Written Friday, June 21
The maturity of Tudor’s lyricism is a marvel. Songs like Quotidian Boy, Truthful, and Joseph in the Bathroom present Tudor as a top tier storyteller. It’s unexpected for someone of his age to weave tales so gracefully and poignantly. I had the good fortune of seeing Sam and his band live on Granville Island shortly after the release of this album and I was shocked to see for the first time how young he and his bandmates were. I’d been listening to the album a lot at that time but hadn’t yet read anything about the band, and after getting to know his lyrics I was expecting someone a bit older.
Tudor is proof that all people, no matter their age, have important stories to tell. It just happens that Tudor is particularly talented at bringing these stories to life.
Words aside, the album shows a lot of sonic maturity.

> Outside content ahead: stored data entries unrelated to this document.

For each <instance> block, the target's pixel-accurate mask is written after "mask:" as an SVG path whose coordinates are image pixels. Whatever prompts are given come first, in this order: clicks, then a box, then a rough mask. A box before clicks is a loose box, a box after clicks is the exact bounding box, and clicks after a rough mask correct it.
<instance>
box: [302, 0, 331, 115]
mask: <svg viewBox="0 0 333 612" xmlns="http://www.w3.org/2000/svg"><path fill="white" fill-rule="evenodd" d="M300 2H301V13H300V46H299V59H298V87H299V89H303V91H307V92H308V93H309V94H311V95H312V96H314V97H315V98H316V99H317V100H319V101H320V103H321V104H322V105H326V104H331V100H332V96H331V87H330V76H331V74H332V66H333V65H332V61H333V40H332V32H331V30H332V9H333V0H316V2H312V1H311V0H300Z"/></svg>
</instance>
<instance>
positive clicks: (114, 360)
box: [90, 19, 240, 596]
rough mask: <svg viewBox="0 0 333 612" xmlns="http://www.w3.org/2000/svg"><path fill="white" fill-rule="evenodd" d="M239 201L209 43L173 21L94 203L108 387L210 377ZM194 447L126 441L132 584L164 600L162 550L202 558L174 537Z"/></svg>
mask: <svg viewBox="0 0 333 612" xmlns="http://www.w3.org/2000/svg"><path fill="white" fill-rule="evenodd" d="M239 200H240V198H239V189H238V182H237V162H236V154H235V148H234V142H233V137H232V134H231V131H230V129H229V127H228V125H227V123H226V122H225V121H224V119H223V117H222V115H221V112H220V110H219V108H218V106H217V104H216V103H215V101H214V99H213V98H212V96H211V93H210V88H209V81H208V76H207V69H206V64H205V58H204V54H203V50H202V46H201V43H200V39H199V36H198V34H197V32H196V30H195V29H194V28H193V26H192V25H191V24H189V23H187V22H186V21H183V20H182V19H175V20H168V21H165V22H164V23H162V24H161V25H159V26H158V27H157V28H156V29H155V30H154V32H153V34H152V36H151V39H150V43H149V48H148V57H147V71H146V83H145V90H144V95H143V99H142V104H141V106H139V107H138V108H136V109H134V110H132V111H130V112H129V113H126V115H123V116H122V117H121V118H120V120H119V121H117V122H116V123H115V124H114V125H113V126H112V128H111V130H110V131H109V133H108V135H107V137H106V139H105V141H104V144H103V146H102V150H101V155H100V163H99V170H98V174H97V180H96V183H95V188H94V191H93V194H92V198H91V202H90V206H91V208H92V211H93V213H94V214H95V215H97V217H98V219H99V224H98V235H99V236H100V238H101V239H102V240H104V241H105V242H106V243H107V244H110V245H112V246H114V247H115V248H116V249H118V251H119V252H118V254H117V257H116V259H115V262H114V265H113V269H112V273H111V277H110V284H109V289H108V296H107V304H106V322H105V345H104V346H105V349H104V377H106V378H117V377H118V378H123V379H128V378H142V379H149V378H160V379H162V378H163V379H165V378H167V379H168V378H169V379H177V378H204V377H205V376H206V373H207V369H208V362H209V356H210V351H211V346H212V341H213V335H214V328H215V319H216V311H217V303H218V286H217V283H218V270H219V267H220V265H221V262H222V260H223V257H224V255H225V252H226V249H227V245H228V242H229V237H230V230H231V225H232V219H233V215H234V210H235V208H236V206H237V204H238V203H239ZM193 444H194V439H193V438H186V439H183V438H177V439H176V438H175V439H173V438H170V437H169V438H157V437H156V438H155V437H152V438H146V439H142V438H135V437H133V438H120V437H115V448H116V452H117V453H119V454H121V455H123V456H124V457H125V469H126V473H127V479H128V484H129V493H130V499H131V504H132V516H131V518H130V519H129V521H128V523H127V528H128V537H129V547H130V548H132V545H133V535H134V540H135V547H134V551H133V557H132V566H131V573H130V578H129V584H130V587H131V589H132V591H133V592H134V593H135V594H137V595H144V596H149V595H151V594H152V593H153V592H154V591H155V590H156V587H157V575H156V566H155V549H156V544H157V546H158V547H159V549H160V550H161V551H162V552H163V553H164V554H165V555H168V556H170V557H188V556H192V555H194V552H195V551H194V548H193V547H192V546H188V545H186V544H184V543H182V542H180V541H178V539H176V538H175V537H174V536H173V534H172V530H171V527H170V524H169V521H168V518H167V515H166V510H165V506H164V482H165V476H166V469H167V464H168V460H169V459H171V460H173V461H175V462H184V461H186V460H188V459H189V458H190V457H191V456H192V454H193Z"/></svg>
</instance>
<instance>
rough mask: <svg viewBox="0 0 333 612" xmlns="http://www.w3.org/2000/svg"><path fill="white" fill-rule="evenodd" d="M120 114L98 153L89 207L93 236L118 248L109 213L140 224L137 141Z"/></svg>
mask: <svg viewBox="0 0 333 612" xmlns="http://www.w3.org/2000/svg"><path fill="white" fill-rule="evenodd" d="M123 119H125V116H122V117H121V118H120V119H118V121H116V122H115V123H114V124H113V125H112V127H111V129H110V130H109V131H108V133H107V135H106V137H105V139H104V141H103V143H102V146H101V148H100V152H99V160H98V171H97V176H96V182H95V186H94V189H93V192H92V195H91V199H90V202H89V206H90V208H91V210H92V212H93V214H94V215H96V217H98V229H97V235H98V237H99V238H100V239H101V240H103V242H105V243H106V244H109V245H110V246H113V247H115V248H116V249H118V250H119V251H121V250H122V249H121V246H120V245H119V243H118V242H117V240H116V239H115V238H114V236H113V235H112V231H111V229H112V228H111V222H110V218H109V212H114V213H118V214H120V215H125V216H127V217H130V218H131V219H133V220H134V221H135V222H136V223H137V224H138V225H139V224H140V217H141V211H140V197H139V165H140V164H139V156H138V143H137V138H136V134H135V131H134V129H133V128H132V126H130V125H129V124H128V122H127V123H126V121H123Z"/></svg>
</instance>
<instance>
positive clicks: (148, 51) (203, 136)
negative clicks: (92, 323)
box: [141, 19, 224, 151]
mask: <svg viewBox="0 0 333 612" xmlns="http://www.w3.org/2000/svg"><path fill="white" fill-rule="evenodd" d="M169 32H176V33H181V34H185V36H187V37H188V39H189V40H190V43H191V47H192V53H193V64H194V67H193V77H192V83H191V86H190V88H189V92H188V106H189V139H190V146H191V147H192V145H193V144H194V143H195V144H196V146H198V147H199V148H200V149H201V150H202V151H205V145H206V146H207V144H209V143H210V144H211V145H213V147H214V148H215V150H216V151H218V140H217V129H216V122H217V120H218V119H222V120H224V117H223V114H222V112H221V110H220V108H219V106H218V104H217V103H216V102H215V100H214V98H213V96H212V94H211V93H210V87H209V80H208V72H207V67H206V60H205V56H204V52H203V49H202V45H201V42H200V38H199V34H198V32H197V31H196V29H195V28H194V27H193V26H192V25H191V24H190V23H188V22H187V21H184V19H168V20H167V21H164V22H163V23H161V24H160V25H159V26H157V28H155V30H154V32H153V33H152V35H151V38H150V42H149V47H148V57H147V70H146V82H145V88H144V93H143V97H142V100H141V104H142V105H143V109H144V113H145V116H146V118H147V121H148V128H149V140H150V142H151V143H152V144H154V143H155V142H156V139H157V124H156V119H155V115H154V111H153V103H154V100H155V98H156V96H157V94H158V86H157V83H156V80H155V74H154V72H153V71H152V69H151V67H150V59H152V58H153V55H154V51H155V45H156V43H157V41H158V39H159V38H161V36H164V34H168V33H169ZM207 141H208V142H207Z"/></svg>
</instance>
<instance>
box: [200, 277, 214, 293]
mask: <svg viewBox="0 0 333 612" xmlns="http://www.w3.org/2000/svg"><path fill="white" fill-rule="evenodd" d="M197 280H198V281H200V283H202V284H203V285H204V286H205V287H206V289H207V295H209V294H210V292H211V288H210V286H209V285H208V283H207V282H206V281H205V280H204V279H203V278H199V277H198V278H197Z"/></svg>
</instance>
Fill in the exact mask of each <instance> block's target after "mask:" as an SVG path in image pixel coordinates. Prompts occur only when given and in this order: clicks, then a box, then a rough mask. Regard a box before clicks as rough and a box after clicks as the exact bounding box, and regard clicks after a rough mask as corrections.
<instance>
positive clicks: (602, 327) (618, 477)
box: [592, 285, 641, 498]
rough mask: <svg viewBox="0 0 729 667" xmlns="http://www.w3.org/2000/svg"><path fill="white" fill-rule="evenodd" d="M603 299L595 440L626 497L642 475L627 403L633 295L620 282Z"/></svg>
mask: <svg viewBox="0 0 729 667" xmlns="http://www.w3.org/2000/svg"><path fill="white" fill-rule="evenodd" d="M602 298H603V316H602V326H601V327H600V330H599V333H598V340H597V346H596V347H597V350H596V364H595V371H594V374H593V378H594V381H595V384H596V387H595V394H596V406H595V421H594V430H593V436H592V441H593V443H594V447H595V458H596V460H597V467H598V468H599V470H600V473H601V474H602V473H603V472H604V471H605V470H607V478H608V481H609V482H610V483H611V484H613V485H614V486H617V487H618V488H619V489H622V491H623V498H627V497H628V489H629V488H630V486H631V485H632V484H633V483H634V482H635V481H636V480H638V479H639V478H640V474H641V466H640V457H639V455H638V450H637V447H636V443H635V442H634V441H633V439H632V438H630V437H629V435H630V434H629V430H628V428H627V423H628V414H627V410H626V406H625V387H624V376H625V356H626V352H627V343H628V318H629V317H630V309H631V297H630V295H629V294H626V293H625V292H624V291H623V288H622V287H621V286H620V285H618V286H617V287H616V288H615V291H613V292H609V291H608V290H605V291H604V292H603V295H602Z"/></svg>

The fact that Tudor also produced the album is impressive. There’s a lot of nuance in this recording. Revisiting it over a year later, I’m baffled at the quality of it. I liked it at the time of release, but hearing it again with fresh ears I’m convinced it’s one of the best folk rock albums I’ve ever heard.
Tudor isn’t the only one who shines on this album though. The whole band plays expertly. You often hear veteran musicians say music is as much about the notes you don’t play as it is the ones you do. That quality of restraint and patience is strong with Tudor’s band, who always seem to know how to best serve a song without any individual musician bringing too much attention to themselves.
It’s hard to believe Tudor is so early in his career. I can’t wait to see what his next album sounds like. He’ll be an exciting artist to watch for many years to come.
My personal favourite song is Silver Lining Skies, which closes the album. It’s yet another song that shows great emotional maturity. It left a very strong impression on me when I saw it performed live and has since become one of my favourite songs of all time.